I recently came across a problem that proved particularly challenging. Unfortunately, I have not been able to complete the problem despite multiple different methods tried. It is as below:
Show that the sum of the series
$$1+3\left(\frac{1}{2}\right)+5\left(\frac{1}{2}\right)^2+7\left(\frac{1}{2}\right)^3+...+\left(2n-1\right)\left(\frac{1}{2}\right)^{n-1}$$
is $6-R_n$ where $$R_n=\frac{2n+3}{2^{n-1}}$$
I have tried the method mentioned.
$$\sum_{i=0}^{\infty}{x^i}=\frac{1}{1-x}$$ $$\sum_{i=0}^{\infty}ix^{i-1}=\frac{1}{(1-x)^2}$$ $$\sum_{i=0}^{\infty}ix^i=\frac{x}{(1-x)^2}$$ $$\sum_{i=0}^{\infty}(2i-1)x^{i-1}=\frac{x+1}{(1-x)^2}$$ $$\sum_{i=0}^{\infty}(2i-1)\left(\frac{1}{2}\right)^{i-1}=\frac{\frac{1}{2}+1}{\left(1-\frac{1}{2}\right)^2}$$ $$=6$$
However, the sum is finite, so this method cannot be used. I have attempted a similar approach with the finite geometric sequence sum, but got an incorrect result.
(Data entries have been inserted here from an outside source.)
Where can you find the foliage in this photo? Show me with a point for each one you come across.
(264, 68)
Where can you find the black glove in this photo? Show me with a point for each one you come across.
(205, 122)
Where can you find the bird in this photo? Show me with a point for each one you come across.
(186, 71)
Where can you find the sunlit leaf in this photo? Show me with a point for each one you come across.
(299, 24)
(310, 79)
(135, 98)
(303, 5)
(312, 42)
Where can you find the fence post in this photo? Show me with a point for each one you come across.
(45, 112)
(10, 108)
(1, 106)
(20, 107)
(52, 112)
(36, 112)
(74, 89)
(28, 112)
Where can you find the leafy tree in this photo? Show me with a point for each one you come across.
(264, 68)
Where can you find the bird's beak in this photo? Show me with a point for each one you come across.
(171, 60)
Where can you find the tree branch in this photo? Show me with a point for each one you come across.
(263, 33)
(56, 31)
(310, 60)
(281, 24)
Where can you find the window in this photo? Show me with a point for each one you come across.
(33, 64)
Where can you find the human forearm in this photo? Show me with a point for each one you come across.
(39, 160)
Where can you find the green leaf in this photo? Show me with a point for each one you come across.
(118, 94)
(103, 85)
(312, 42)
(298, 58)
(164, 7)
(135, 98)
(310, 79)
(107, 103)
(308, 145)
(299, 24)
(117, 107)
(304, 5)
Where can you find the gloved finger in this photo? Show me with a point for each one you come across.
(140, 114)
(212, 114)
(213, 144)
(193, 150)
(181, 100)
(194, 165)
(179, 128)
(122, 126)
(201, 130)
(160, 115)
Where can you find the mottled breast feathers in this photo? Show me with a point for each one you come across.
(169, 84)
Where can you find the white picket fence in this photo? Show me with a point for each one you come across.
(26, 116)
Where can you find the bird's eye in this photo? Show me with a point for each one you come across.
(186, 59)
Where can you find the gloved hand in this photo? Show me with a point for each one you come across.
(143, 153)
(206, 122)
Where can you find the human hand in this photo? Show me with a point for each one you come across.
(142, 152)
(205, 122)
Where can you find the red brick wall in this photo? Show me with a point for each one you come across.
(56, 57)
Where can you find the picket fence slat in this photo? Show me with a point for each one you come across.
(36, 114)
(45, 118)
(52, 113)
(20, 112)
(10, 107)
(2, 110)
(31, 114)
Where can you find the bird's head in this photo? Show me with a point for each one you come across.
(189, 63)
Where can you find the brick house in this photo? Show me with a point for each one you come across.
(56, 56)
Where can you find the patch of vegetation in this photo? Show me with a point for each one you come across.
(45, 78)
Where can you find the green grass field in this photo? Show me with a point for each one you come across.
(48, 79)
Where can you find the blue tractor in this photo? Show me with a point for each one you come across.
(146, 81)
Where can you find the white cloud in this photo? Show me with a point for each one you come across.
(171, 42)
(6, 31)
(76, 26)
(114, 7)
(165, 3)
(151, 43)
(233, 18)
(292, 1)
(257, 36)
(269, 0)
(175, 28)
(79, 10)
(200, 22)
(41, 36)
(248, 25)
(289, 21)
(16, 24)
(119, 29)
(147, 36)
I am grateful for any help. Thanks.
You have to calculate finite sums as below: $$ S=\sum_{k=1}^n(2k-1)x^{k-1}. $$ Hence, $$ S=2\sum_{k=1}^nkx^{k-1}-\sum_{k=1}^nx^k $$ But $$ \sum_{k=1}^nx^k=\frac{1-x^{k+1}}{1-x}-1=\frac{x(1-x^k)}{1-x} $$ and $$ \sum_{k=1}^nkx^{k-1}=\frac{d}{dx}\left(\sum_{k=1}^nx^k\right)=\frac{d}{dx}\left(\frac{x(1-x^k)}{1-x}\right). $$ Consequently, $$ S=2\frac{d}{dx}\left(\frac{1-x^{k+1}}{1-x}\right)-\left(\frac{x(1-x^k)}{1-x}\right). $$ By making $x=1/2$ the desired result is obtained.